Agentic frameworks like LangChain, LangGraph, CrewAI, and AutoGen are revolutionizing how we build intelligent, event-driven systems. But when it comes to testing these agents, most developers hit a wall. Traditional testing tools are cumbersome, verbose, and ill-suited for the dynamic, stateful, and event-driven nature of agentic workflows.

In this article, I’ll show you why current approaches fall short, and how the agent-testing library makes agent testing as seamless and expressive as the frameworks themselves.

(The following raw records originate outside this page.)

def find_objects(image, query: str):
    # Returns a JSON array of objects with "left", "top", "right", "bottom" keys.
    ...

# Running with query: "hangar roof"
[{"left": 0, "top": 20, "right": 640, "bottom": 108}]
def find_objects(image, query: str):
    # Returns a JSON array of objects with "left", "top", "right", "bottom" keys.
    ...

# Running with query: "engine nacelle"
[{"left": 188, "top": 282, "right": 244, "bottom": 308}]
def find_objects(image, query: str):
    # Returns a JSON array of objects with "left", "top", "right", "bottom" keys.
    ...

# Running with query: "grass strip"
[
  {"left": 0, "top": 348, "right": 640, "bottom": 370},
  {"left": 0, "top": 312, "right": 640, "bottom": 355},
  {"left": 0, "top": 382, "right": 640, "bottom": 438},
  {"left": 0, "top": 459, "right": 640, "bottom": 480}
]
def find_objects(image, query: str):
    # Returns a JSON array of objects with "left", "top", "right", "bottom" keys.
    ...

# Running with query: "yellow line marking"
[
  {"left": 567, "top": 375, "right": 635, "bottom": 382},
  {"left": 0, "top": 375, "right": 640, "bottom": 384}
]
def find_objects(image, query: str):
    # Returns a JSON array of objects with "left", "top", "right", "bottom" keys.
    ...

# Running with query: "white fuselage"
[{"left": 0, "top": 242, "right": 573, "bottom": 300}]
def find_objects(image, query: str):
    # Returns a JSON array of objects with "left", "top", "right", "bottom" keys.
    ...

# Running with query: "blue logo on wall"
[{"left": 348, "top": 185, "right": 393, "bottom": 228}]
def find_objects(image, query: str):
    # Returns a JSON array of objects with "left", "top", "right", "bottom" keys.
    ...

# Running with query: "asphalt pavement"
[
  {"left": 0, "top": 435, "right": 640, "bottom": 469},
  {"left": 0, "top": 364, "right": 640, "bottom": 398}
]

The Testing Gap: Why Existing Tools Struggle

Most agentic systems are tested using generic tools like pytest or unittest, often with a tangle of manual mocks and fixtures. This leads to several pain points:

  • Complexity: Simulating multi-agent interactions is verbose and error-prone.
  • Poor Coverage: Hard to express event-driven flows and state transitions.
  • Lack of Scenarios: No easy way to parameterize or reuse real-world agent scenarios.

Example: Traditional Test

def test_agent_response():
    agent = MyAgent()
    response = agent.act({"input": "hello"})
    assert response == "expected"
# No orchestration, no event simulation, no scenario coverage

This approach doesn’t scale for orchestrators, toolchains, or multi-agent systems.


Agentic Frameworks = Event-Driven Architectures

Agentic systems are fundamentally event-driven:

  • Agents receive messages, update state, and trigger tools.
  • The orchestration is dynamic, with state and events flowing between components.

Testing should reflect this! We need tools that can simulate, validate, and assert on these flows—not just static input/output.


Introducing agent-testing

The agent-testing library is designed for agentic frameworks. It provides three expressive ways to write tests:

How to install

To install the latest release from PyPI:

pip install agentic-testing

To install with optional dependencies for LangGraph or CrewAI support:

pip install agentic-testing[langgraph]
# or
pip install agentic-testing[crewai]

To install directly from the repository (latest main branch):

pip install git+https://github.com/anantguptadbl/agent_testing.git

Note: Requires Python 3.13 or newer.


Orchestrator Code

Below is a simplified version of the orchestrator code used for agentic workflow testing (from examples/langgraph/prompt_agentic/synchronous/orchestrator_code.py).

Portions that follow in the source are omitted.